Which movement is mediated by superior oblique muscle?
Incyclotorsion is a term applied to the inward, torsional (rotational) movement of the eye, mediated by the superior oblique muscle of the eye. The superior oblique muscle is innervated by cranial nerve IV (trochlear nerve).
What does the superior oblique eye muscle do?
These muscles are unique in that they do not originate from the common tendinous ring, have an angular attachment to the eyeball, and they attach to the posterior aspect of the eyeball. The superior oblique functions explicitly to move the eye in the down-and-out position and intort the eye.
How does the inferior oblique muscle move the eye?
Due to its oblique course and attachment on the posterolateral side of the eyeball, contraction of the inferior oblique muscle pulls the eyeball in a direction posterior to its vertical axis, and therefore rotates the eye laterally around this axis.
Which cranial nerve is responsible for lateral eye movement?

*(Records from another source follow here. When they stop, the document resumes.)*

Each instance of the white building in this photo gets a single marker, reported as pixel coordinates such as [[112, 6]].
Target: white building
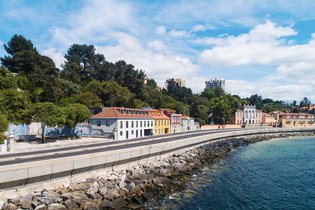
[[122, 123], [188, 124], [247, 115], [215, 83]]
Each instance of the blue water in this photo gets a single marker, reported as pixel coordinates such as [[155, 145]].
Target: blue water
[[276, 174]]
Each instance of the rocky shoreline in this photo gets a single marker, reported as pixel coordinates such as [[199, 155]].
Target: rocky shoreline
[[133, 187]]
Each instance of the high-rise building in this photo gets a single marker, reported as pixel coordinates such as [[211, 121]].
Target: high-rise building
[[180, 82], [214, 83]]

The extraocular muscles are innervated by lower motor neurons that form three cranial nerves: the abducens, the trochlear, and the oculomotor (Figure 20.3). The abducens nerve (cranial nerve VI) exits the brainstem from the pons-medullary junction and innervates the lateral rectus muscle.
Which muscle moves the eye upward and away from midline?
lateral rectus
The lateral rectus is a muscle of the eye’s orbit. The main function of this muscle is to pull the pupil away from the midline of the body.
Which nerve supplies the superior oblique muscle of the eyeball?
The superior oblique muscle, or obliquus oculi superior, is a fusiform muscle originating in the upper, medial side of the orbit (i.e. from beside the nose) which abducts, depresses and internally rotates the eye. It is the only extraocular muscle innervated by the trochlear nerve (the fourth cranial nerve).